As a leading expert in business intelligence and data science, Chloe Maraina has a unique vantage point on one of the most pressing issues facing IT leaders today: the staggering growth of cloud costs. With a passion for translating complex data into clear, actionable stories, she helps organizations navigate the turbulent financial waters of digital transformation, particularly in the age of AI. We sit down with her to explore why cloud spending has quietly become the second-largest expense for many companies, trailing only their payroll.
In our conversation, Chloe unpacks the operational chaos caused by volatile cloud bills and the specific challenges of forecasting unpredictable AI workloads, which now account for a significant portion of these costs. She offers a clear-eyed perspective on striking a delicate balance between empowering developers and maintaining financial discipline, arguing for a cultural shift where cost becomes a shared business responsibility. We’ll move beyond the buzzwords to discuss concrete strategies for aligning IT and finance, eliminating the wasteful “cloud sprawl” left behind by forgotten experiments, and what the future holds for SaaS pricing as vendors grapple with their own mounting AI-driven expenses.
The article highlights that for many midsize IT firms, cloud costs are now the second-largest expense after labor, with some spending over 13% of revenue. Beyond the budget, what are the biggest operational challenges this creates, and what specific metrics do you use to track the impact on profit margins?
It’s a visceral challenge that goes far beyond a line item on a spreadsheet. When nearly a third of companies are seeing over 13% of their revenue eaten up by the cloud, the real problem becomes volatility. The data shows that for three-quarters of CFOs, these costs fluctuate between 5% and 10% month over month. Imagine trying to plan hiring, marketing campaigns, or R&D investment when one of your biggest expenses is that unpredictable. It creates a constant sense of uncertainty that paralyzes strategic planning. To combat this, we move beyond just tracking total spend. We relentlessly monitor the cost of goods sold (COGS) at the individual product level, specifically tracking the gross margin against its direct cloud consumption. This tells us not just what we’re spending, but whether the value we’re delivering justifies the cost.
Given that AI workloads account for 22% of cloud costs and introduce unpredictable “non-linear patterns” in spending, what specific strategies or tools have you found most effective for forecasting these expenses? Please share an anecdote of how you managed an unexpected training or inference spike.
Forecasting AI spend is like trying to predict the weather in a hurricane. Traditional, linear models that finance teams love are completely broken by the “non-linear patterns” of AI. You have these massive, sudden training spikes and unpredictable inference costs that are driven by user behavior. The most effective strategy is to build guardrails, not just forecasts. We had a situation where a developer kicked off a new model training experiment on a Friday afternoon. The consumption-based pricing started to climb from a few dollars to hundreds, then over a thousand. Instead of waiting for a bill at the end of the month, we had an automated alert that triggered not just an email, but a script that paused the job and notified the team lead. It’s about creating real-time controls that prevent that “non-virtuous cycle” where more powerful AI drives up compute and storage costs exponentially before anyone even notices.

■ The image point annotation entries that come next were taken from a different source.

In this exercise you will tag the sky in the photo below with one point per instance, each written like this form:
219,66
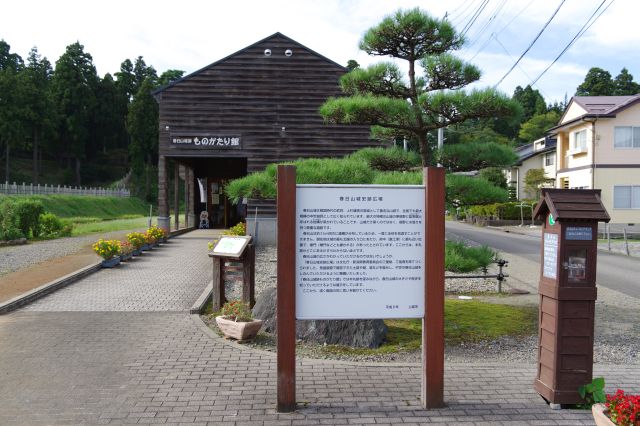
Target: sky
191,34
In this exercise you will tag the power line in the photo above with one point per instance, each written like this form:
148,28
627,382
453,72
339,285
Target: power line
532,43
579,34
492,16
521,69
474,17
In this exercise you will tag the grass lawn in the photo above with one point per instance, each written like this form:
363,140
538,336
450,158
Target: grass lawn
465,321
83,226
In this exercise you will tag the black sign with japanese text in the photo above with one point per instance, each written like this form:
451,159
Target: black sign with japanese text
207,142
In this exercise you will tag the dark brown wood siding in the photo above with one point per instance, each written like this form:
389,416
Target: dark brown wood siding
254,96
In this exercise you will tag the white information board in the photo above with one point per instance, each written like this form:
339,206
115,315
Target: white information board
359,251
550,261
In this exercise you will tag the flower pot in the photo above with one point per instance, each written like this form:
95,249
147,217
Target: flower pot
239,330
110,263
600,417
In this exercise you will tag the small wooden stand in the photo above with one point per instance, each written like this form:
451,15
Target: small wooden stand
237,250
567,291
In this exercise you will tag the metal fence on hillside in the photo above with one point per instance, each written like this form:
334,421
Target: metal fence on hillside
31,189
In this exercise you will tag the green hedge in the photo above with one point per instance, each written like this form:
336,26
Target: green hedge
503,211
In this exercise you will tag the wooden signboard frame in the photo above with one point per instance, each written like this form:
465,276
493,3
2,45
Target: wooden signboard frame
432,387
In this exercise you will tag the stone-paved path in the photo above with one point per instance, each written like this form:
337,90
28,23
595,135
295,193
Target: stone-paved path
151,362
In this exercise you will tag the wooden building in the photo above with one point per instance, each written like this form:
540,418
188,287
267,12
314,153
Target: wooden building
235,116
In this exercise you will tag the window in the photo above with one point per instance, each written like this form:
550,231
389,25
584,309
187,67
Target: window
549,159
580,141
626,137
626,197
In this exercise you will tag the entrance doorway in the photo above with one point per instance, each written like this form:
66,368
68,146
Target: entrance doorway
212,175
222,213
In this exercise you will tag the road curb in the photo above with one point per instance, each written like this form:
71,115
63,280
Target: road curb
199,305
50,287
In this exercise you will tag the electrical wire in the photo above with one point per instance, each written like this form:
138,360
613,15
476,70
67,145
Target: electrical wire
521,69
474,18
531,44
579,34
486,43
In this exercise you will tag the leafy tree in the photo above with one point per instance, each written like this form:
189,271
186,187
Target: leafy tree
476,155
169,76
531,100
11,99
142,125
40,116
74,85
495,176
110,126
467,191
352,64
596,83
623,84
538,125
381,96
535,179
125,80
142,72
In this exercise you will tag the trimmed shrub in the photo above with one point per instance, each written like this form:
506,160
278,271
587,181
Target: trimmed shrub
465,191
398,178
28,213
388,159
460,258
51,226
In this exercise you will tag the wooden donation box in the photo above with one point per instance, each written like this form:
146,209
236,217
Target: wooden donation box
567,291
229,250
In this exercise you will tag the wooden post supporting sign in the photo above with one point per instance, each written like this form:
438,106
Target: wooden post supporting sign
432,391
286,304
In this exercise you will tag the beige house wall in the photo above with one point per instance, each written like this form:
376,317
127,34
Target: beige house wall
606,179
573,112
605,130
577,179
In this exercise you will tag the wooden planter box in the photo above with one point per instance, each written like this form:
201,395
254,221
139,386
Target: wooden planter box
599,415
239,330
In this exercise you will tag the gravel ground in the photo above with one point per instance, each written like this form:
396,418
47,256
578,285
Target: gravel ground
617,328
13,258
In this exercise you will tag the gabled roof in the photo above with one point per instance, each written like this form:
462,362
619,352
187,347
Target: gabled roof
568,204
597,107
528,151
274,35
604,104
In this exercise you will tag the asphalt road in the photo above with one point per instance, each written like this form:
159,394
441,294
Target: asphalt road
615,272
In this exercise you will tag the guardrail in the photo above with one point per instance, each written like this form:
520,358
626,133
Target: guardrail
31,189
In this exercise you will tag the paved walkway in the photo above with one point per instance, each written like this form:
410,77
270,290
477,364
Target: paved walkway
149,361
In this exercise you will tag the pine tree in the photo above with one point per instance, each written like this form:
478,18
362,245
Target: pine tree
381,96
74,86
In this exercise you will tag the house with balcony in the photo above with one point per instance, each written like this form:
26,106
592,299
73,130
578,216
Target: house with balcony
598,147
541,154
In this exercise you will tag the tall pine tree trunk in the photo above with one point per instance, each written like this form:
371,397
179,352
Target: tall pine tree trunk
35,157
6,164
78,182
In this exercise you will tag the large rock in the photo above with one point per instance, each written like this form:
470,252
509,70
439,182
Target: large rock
355,333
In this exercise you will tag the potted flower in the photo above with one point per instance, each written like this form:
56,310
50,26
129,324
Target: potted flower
236,321
126,251
620,409
150,241
109,251
137,240
157,233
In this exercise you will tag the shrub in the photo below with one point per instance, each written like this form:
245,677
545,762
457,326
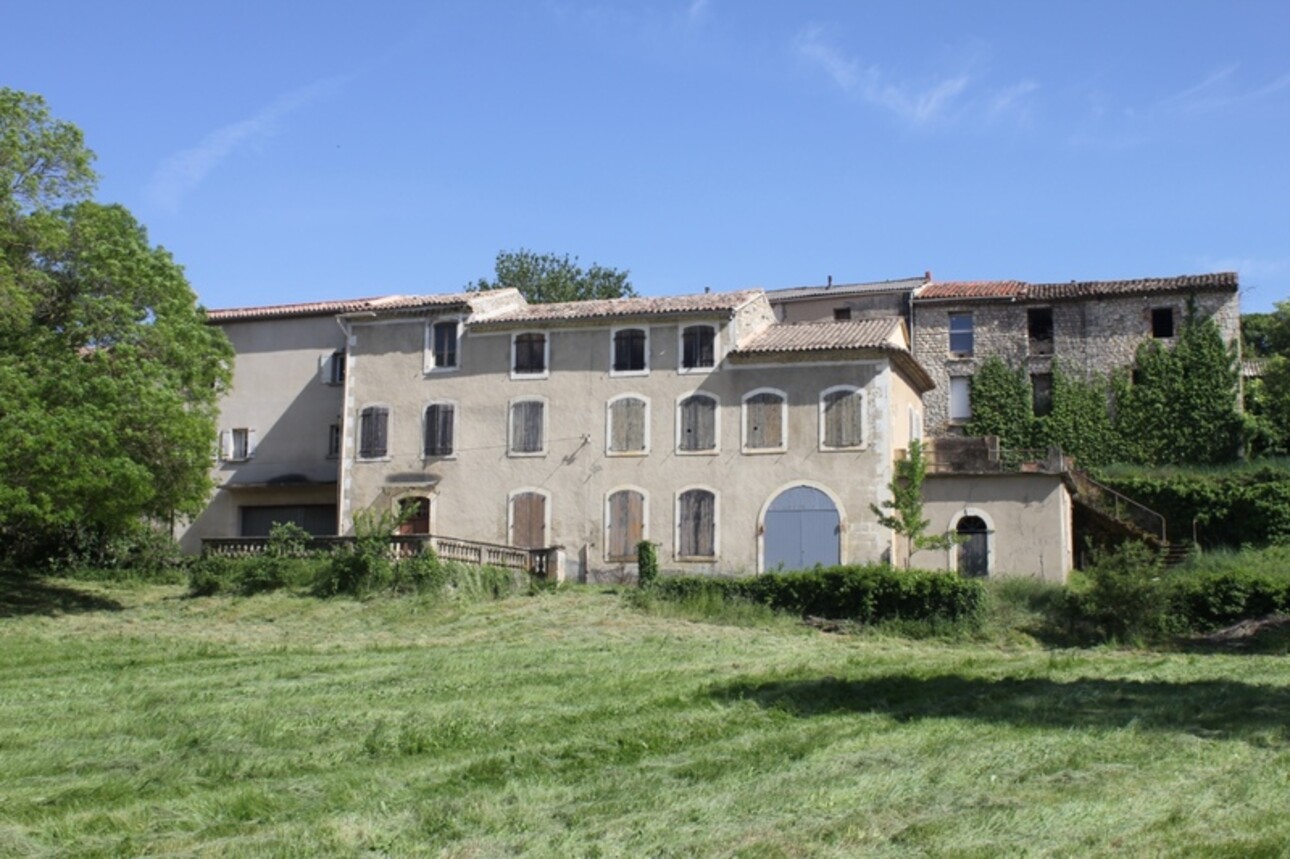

One expert suggests costs spiral when developers are given “near-infinite infrastructure choices” without economic guidance. How can IT leaders strike a balance between developer agility and financial accountability? Could you outline a step-by-step process for connecting cloud consumption directly to business value without stifling innovation?
That quote perfectly captures the heart of the problem. In the old data center days, a developer couldn’t just rack a new server without a purchase order. In the cloud, we’ve handed them a credit card with an infinite limit. The key isn’t to take the card away but to teach them how to spend wisely. A first step is implementing rigorous, mandatory tagging for every single resource. If it isn’t tagged to a team, a project, and a business goal, it doesn’t get deployed. Second, we connect that data directly to unit economics. We stop talking about the total cloud bill and start talking about the cloud cost per active user, per transaction, or per report generated. This makes the cost tangible. Finally, we embed cost analysis directly into the architectural design phase. Before a team builds a new feature, they must answer the question, “What is the economic goal of this workload?” This shifts the mindset from just building something that works to building something that works profitably.
The content argues that cost is a business decision, not just a technical one, and that FinOps can be a “one-time Band-Aid.” Beyond budgeting, what collaborative processes should a CIO and CFO establish to align cloud spending with strategic goals? Please describe a successful conversation framework.
Calling FinOps a “one-time Band-Aid” is spot on. It’s fantastic for finding obvious waste, like unused resources, but it doesn’t solve the core strategic issue: developers are often making huge financial decisions without any insight into revenue or margin. A truly successful collaboration between a CIO and CFO transforms the conversation from “How do we cut the cloud bill?” to “How do we invest our cloud budget for maximum return?” A great framework involves a joint quarterly planning session. The CIO presents the product roadmap, saying, “This new AI feature is our top priority. We project it will increase cloud spend by 20%, but our models show it will decrease customer churn by 15%.” The CFO can then work with them to model the impact on gross margins and ask, “Are there architectural trade-offs we can make to optimize that cost?” It becomes a partnership focused on hitting business goals, not just an arbitrary budget number.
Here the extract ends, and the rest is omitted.